2.A alma do advento é a esperança, mas não uma esperança qualquer, a esperança assente em Cristo, porque Ele é a esperança e sem Ele não há esperança digna desse nome. Viver o advento em direcção ao Natal é abrir-se à verdadeira esperança. Nos últimos anos, o mundo tem atingido sucessos e metas que não passavam de ilusões nos séculos passados. Mas se é certo que nos maravilhamos com os sucessos, também é certo que os vemos florir sobre a areia, fazendo parte de uma vida que se nos escapa, marcada com limites e fragilidades. Crescemos e progredimos, mas estamos sempre a esbarrar na nossa finitude e no cansaço das realidades do mundo. Por outro lado, todos facilmente reconhecemos que estamos a chegar a um beco sem saída, em todos os sentidos. A política não tem ideias, os economistas são pouco claros na apresentação de soluções, as elites andam indiferentes e estão acomodadas, as referências e os valores estão feitos è medida de cada um e sentimos que nada é seguro e sólido. Nada é certo, nada é claro, nada é consensual, nada é estável, tudo deambula ao sabor do tempo. Qualquer nova visão ou doutrina levanta um mar de suspeitas e desconfianças. A própria democracia, até agora não merecedora de qualquer laivo de suspeita, começa a suscitar algumas reservas. Coloquemos as perguntas simples, mas essenciais: Para onde caminha o mundo? Que futuro estamos a construir? Quantas não são as dúvidas e as incertezas que nos cercam. Sem Cristo nada é certo e nada tem sentido, ainda que sejam pequenas conquistas para o rumo do mundo, e não passamos de um belo navio que anda em alto mar sem rumo, apesar de ir vencendo as ondas gigantes. O Papa Bento XVI, na sua Encíclica «Salvos pela Esperança», diz: «é verdade que quem não conhece Deus, mesmo podendo ter muitas esperanças, no fundo está sem esperança, sem a grande esperança que sustenta toda a vida. A verdadeira e grande esperança do homem, que resiste apesar de todas as desilusões, só pode ser Deus – o Deus que nos amou, e ama ainda agora «até ao fim», «até à plena consumação». Só com Ele a vida é Vida e o amor é Amor.
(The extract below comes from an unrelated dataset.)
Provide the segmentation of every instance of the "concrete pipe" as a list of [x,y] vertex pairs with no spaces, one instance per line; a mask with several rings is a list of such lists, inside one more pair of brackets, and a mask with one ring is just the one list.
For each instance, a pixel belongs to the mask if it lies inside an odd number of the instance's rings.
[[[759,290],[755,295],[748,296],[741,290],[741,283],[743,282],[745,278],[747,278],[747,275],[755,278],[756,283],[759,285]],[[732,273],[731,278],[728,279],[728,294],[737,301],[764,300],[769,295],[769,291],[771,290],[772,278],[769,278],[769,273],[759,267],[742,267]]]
3.Nos últimos tempos, crentes e não crentes preocuparam-se em questionar o celibato dos padres. Durante uma semana, vários programas televisivos debateram o tema, com comentários para todos os gostos. Dois reparos: se os padres se sentem bem como estão, salvo raras excepções, porquê tanta preocupação com as suas opções e a sua liberdade? Não acham um pouco estranho que uma sociedade, infelizmente, marcada com as cicatrizes do divórcio e de casamentos infelizes e instáveis, que só Deus sabe como andam, e que se empenha todos os dias em desacreditar a instituição do Matrimónio, preferindo todos os outros tipos de união, ande tão preocupada em ver os padres casados? Eu acho e muito.
Aproveito para desejar, desde já, um bom natal a todos e boas festas e, por amor de Deus, vão à missa no dia de Natal. Não consigo compreender como se pode viver o natal sem ir à missa. A razão de ser do natal é a incarnação do Filho de Deus. O resto é tudo consequência disso. Não há natal sem Cristo. Será que Ele não merece um beijo simples, mas afectuoso, por todo o encanto que o Natal nos proporciona e por tudo aquilo que fez por nós?